Голос Чекалина стал визглив. Он жестикулировал своим бутербродом из репы, икра разлеталась во все стороны, но он этого не замечал. Потом он как-то спохватился.

— Простите, что я так крою. Это, понимаете, не вас персонально… Давайте что ли, выпьем.

Выпили.

— …Не вас персонально. Что вас расстреливать? Это всякий дурак может. А вот вы мне ответьте.

Я подумал о той смертельной братской ненависти, которая и разделяет и связывает эти две подсекты социализма — большевиков и меньшевиков. Ненависть эта тянется уже полвека — и говорить о ней не стоило.

— Ответить, конечно, можно было бы, но это не моя тема. Я, видите ли, никогда в своей жизни ни на секунду не был социалистом.

Чекалин уставился на меня в недоумении и замешательстве. Вся его филиппика пролетела впустую, как заряд картечи сквозь привидение.

— Ах, так. Тогда извините. Не знал. А кем же вы были?

— Говоря ориентировочно, монархистом. О чем ваше уважаемое заведение имеет исчерпывающие данные. Так что и скромничать не стоит.

Видно было, Чекалин чувствовал, что со всем своим негодованием против социалистов он попал в какое-то глупое и потому беспомощное положение. Он воззрился на меня с каким-то недоумением.

— Послушайте. Документы я ваши видел… в вашем личном деле. Ведь, вы же из крестьян. Или документы липовые?

— Документы настоящие. Предупреждаю вас по хорошему. Насчет классового анализа здесь ничего не выйдет. Маркса я знаю не хуже, чем Бухарин. А если и выйдет, так совсем не по Марксу. Насчет классового анализа и не пробуйте.

Чекалин пожал плечами.

— Ну, в этом разрезе монархия для меня — четвертое измерение. Я понимаю, представителей дворянского землевладения… Там были прямые классовые интересы. Что вам от монархии?

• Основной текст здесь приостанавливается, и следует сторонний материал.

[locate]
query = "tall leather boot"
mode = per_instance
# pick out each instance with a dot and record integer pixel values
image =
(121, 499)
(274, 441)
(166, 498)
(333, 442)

— Много. В частности то, что монархия была единственным стержнем государственной жизни. Правда, не густым, но все же единственным.

Чекалин несколько оправился от своего смущения и смотрел на меня с явным любопытством, как некий ученый смотрел бы на некое очень любопытное ископаемое.

— Так. Вы говорите, единственным стержнем. А теперь, дескать, с этого стержня сорвались и летим, значит, к чертовой матери.

— Давайте уговоримся не митинговать. Масс тут никаких нету. Мировая революция лопнула явственно. Куда же мы летим?

— К строительству социализма в одной стране. — сказал Чекалин, и в голосе его особой убедительности не было.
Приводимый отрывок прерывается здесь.